Unlike emissive displays such as LEDs or OLEDs, which lose brightness and contrast as pixel sizes shrink, retina E-paper employs electrically tunable nanostructures made of WO₃ that reflect ambient light efficiently. Each color "metapixel," composed of nanoscale WO₃ disks, can be dynamically modulated through an electrochemical insulator-to-metal transition, enabling color tuning and video-rate operation (>25 Hz). The resulting display achieves pixel densities above '25,000 pixels per inch', with high reflectance (~80%) and optical contrast (~50%), while consuming very low power. The approach combines the visual comfort of paper-like viewing with the precision of nanophotonic control, and has been described as a potential platform for future ultra-high-resolution, energy-efficient VR/AR systems enabling fully immersive visual experiences.

===Other technologies===
Other research efforts into e-paper have involved using organic transistors embedded into flexible substrates, including attempts to build them into conventional paper.
Simple color e-paper consists of a thin colored optical filter added to the monochrome technology described above. The array of pixels is divided into triads, typically consisting of the standard cyan, magenta and yellow, in the same way as CRT monitors (although using subtractive primary colors as opposed to additive primary colors). The display is then controlled like any other electronic color display.

==History==
E Ink Corporation of E Ink Holdings Inc. released the first colored E Ink displays to be used in a marketed product. The Ectaco jetBook Color was released in 2012 as the first colored electronic ink device, which used E Ink's Triton display technology. E Ink in early 2015 also announced another color electronic ink technology called Prism. This new technology is a color changing film that can be used for e-readers, but Prism is also marketed as a film that can be integrated into architectural design such as "wall, ceiling panel, or entire room instantly." The disadvantage of these current color displays is that they are considerably more expensive than standard E Ink displays. The jetBook Color costs roughly nine times more than other popular e-readers such as the Amazon Kindle. As of January 2015, Prism had not been announced to be used in the plans for any e-reader devices.

==Applications==

An e-paper display on a watch refreshes to remove ghosts.

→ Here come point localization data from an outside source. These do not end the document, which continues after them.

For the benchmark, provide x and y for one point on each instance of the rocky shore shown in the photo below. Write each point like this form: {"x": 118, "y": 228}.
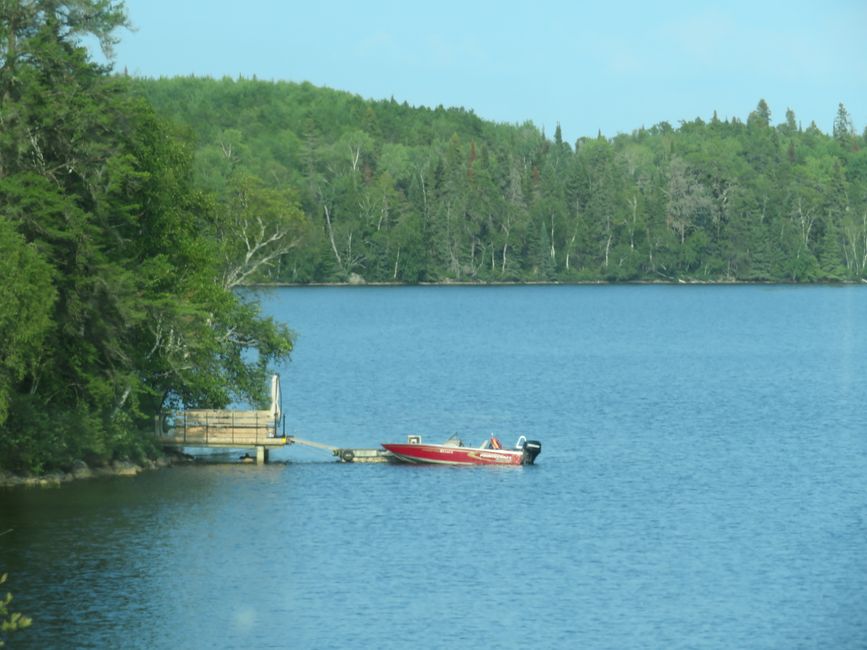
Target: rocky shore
{"x": 80, "y": 470}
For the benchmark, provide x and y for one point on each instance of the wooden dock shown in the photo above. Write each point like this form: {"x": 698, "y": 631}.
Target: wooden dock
{"x": 221, "y": 428}
{"x": 212, "y": 428}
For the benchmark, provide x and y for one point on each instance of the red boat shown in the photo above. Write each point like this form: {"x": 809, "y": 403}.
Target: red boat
{"x": 454, "y": 452}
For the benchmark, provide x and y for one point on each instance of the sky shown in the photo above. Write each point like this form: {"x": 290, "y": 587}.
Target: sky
{"x": 600, "y": 66}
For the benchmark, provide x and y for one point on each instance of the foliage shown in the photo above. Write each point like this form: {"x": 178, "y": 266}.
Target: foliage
{"x": 395, "y": 193}
{"x": 112, "y": 303}
{"x": 10, "y": 621}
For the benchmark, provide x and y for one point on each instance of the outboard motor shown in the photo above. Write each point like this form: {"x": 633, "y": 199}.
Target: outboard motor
{"x": 532, "y": 448}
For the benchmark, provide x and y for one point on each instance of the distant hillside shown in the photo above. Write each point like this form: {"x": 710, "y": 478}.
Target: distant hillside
{"x": 390, "y": 192}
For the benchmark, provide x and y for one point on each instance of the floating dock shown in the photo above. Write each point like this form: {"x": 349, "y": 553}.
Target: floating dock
{"x": 237, "y": 429}
{"x": 227, "y": 429}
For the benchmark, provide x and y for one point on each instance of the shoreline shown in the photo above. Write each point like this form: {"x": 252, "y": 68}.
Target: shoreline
{"x": 556, "y": 283}
{"x": 81, "y": 471}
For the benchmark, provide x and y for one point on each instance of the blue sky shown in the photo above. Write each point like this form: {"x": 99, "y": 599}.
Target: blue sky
{"x": 591, "y": 66}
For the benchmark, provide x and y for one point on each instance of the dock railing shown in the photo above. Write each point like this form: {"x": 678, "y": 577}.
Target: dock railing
{"x": 219, "y": 428}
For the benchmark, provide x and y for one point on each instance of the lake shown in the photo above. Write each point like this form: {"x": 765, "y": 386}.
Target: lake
{"x": 701, "y": 485}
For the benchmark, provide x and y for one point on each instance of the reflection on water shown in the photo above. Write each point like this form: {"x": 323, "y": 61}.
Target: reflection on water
{"x": 701, "y": 485}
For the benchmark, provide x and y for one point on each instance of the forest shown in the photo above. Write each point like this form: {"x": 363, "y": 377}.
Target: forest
{"x": 113, "y": 299}
{"x": 340, "y": 189}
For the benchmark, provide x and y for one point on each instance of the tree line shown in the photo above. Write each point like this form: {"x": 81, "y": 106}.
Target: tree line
{"x": 379, "y": 190}
{"x": 115, "y": 292}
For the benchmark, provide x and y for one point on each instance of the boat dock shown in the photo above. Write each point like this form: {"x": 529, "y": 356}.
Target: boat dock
{"x": 239, "y": 429}
{"x": 227, "y": 429}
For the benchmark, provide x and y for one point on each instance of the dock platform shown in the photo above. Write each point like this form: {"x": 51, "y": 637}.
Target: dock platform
{"x": 213, "y": 428}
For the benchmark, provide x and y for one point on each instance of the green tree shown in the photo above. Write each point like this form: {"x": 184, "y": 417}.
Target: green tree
{"x": 10, "y": 621}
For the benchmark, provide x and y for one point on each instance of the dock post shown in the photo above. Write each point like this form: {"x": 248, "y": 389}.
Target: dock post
{"x": 261, "y": 455}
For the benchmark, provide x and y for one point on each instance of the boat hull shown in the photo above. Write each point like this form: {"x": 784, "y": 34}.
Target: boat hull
{"x": 450, "y": 455}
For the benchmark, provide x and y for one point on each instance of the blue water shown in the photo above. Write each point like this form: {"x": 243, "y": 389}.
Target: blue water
{"x": 701, "y": 485}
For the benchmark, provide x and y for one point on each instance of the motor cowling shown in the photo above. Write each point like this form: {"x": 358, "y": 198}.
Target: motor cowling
{"x": 532, "y": 448}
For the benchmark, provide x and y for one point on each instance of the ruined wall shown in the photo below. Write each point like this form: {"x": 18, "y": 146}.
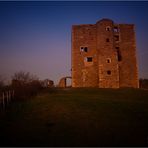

Several companies are simultaneously developing electronic paper and ink. While the technologies used by each company provide many of the same features, each has its own distinct technological advantages. Electronic paper (e-paper) technologies are used where a paper-like appearance, wide viewing angles, and very low power consumption are important. All electronic paper technologies face the following general challenges:
- A method for encapsulation
- An ink or active material to fill the encapsulation
- Electronics to activate the ink
Electronic ink can be applied to flexible or rigid materials. For flexible displays, the base requires a thin, flexible material tough enough to withstand considerable wear, such as extremely thin plastic.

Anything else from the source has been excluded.